Chris Benson wrote:
> If you do want ammo, my war-story is: I'm doing some Perl courses at IBM
> in the UK, Perl is *the* scripting language used for writing tests and
> product builds for MQ, the SSA disk group ... and the Java development
> group.  Their main requirements are a common language across all
> platforms:  none of this :-
>       case `echo "X\c"` in
>       X?c)    ECHON=-n ;;
>       *)      ECHOC='\c' ;;
>       esac
>       echo $ECHON "Some prompt: $ECHOC"
> or
>       case `uname -o` in
>       Solaris)  # ...
>               ;;
>       AIX)    # ...
>               ;;
>       HPUX)   # ...
>               ;;
>       esac
> which doesn't work on OS/400, OS/2 and Win32 'cause there's no shell ...

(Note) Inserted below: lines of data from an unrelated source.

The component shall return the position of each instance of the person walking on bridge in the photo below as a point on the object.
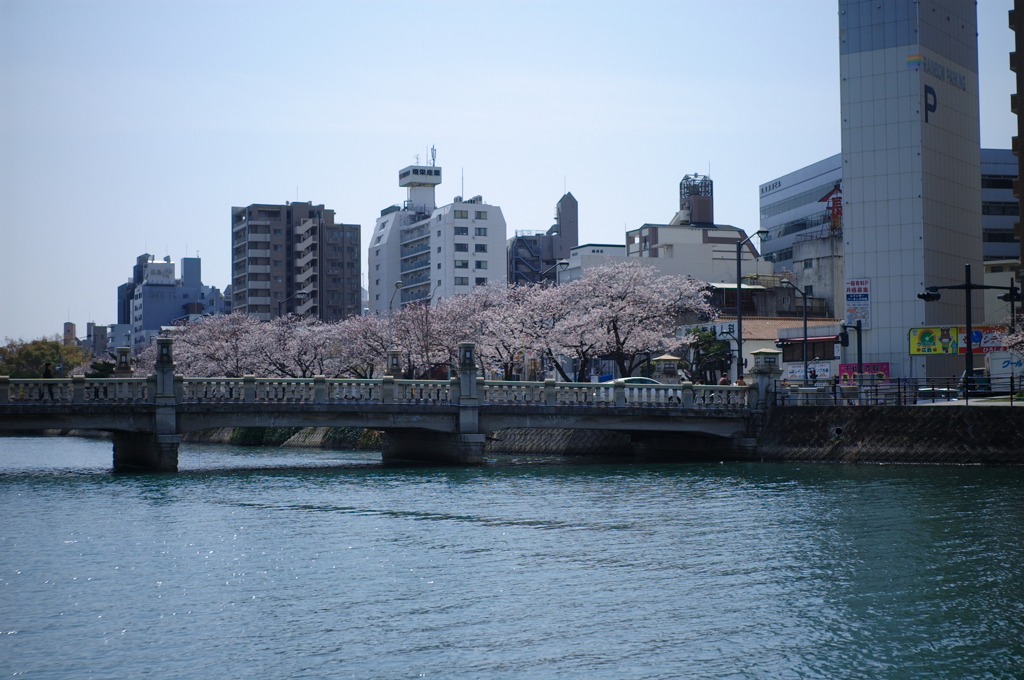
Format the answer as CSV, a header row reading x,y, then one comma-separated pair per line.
x,y
47,375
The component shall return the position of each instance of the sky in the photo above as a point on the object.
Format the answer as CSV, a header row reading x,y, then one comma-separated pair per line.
x,y
134,126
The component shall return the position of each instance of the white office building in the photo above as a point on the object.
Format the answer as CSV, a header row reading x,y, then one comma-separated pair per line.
x,y
433,252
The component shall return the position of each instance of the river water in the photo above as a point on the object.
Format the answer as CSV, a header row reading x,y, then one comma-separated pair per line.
x,y
278,563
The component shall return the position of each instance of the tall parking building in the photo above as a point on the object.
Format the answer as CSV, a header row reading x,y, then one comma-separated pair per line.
x,y
293,258
420,251
911,168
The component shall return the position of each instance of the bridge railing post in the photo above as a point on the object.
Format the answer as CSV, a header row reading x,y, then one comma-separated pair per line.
x,y
686,394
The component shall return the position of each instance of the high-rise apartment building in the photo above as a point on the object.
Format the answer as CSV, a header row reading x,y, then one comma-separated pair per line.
x,y
420,251
293,258
155,297
534,256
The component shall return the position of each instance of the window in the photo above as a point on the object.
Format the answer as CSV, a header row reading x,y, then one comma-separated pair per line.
x,y
997,181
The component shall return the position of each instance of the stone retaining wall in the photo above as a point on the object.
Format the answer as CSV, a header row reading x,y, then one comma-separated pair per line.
x,y
893,434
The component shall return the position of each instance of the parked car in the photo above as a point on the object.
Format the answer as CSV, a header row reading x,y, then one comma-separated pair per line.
x,y
634,380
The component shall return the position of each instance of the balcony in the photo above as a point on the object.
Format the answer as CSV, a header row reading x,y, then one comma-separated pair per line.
x,y
305,259
305,226
415,250
307,305
416,264
409,236
417,280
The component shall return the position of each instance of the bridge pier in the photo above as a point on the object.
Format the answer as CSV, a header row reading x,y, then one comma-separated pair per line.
x,y
673,448
153,453
436,448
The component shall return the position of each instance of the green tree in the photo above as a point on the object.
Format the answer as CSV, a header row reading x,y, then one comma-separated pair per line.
x,y
708,354
25,359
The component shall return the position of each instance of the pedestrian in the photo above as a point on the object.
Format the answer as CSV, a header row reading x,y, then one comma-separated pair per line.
x,y
47,375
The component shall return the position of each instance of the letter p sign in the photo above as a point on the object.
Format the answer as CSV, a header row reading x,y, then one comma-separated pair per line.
x,y
931,102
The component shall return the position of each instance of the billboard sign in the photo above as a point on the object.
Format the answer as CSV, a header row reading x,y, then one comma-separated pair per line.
x,y
984,339
934,341
875,369
945,340
858,302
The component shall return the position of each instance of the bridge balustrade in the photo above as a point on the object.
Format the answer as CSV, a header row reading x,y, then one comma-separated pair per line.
x,y
388,390
422,391
79,390
368,391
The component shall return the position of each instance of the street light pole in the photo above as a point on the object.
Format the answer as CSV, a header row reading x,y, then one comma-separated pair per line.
x,y
761,234
397,287
785,282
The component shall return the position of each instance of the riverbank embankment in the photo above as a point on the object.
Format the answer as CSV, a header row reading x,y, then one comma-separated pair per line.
x,y
893,434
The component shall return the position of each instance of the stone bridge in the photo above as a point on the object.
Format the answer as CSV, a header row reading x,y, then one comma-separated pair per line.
x,y
439,421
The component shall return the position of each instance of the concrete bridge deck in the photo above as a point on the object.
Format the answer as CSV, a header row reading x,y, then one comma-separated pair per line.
x,y
422,420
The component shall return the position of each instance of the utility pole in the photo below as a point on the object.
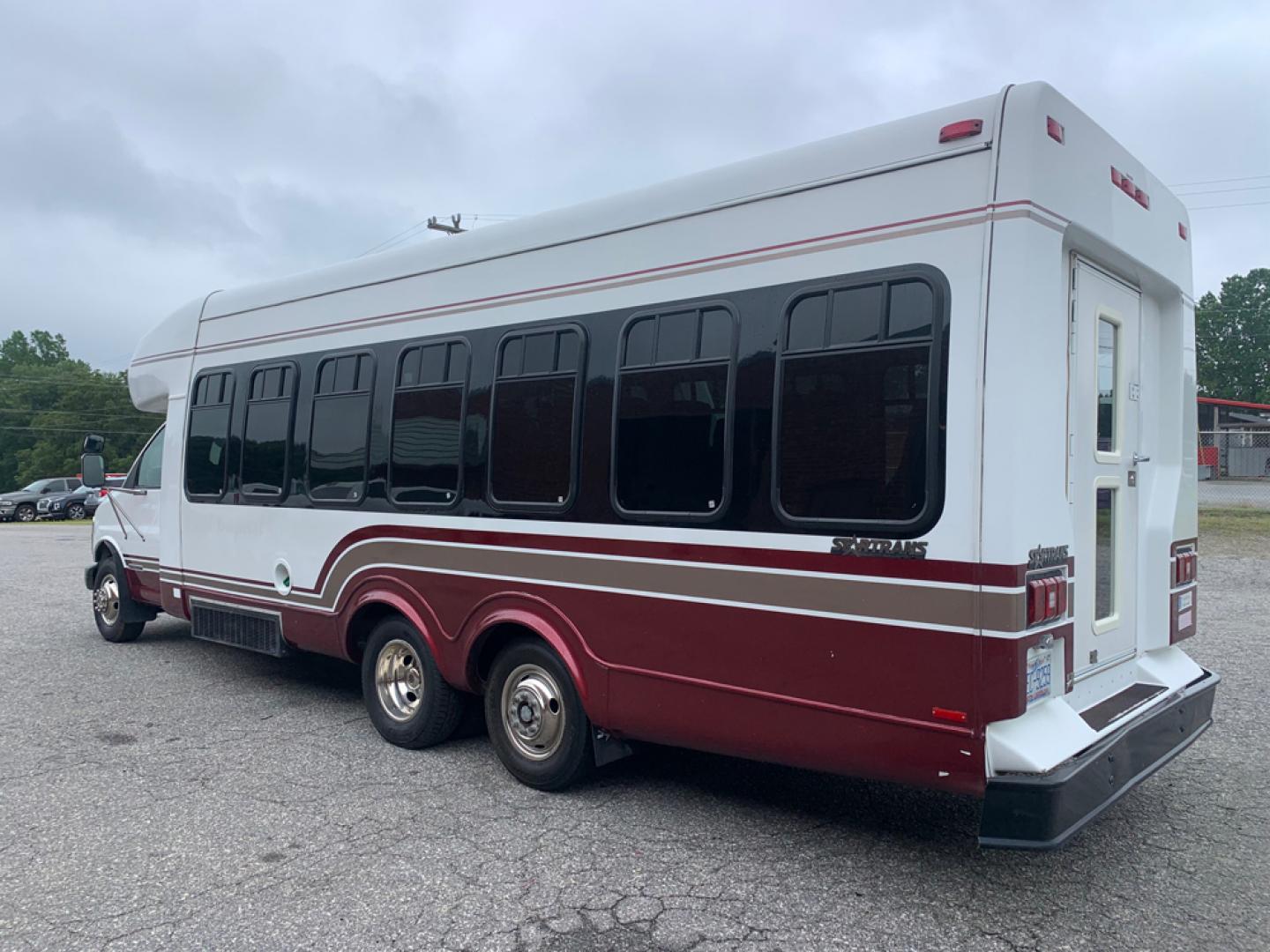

Here's another war story. You want to find the home directory and shell
of user $myuname. $HOME and $SHELL environment variables are unreliable
(especially if running via "su"). The best I could come up with is:
  myhome=`csh -fc "echo ~$myuname"`
  myshell=`egrep "^$myuname:" /etc/passwd | sed -e 's/^..*:\(..*\) *\$/\1/'`
But some Linux systems don't have csh. And using /etc/passwd is unsound --
what if they are using NIS+, say? True, I'm not up-to-date with the latest
Korn shell (it may have a way to solve this); I tend to use /bin/sh if I
need high portability (i.e. Korn shell and/or Perl may not be installed)
and Perl for everything else. In Perl, this problem is easily and soundly
solved by calling the getpwnam() function. Larry summarizes it with:
"It is easier to port a shell than a shell script"

I have written many cross-platform shell scripts, but it is much easier
to do in Perl. Joseph N Hall sums it up in "Effective Perl Programming",
Introduction: "Can you write cross-platform shell scripts? Yes, but with
extreme difficulty. Most mere mortals should not attempt such things.
Can you write cross-platform Perl scripts? Yes, easily."

Another point not mentioned yet is that Perl is far superior to shell
for writing secure scripts: it relies much less on forking external
commands and has a unique "taint mode" feature.

Just curious: why do they prefer Korn shell over bash, say?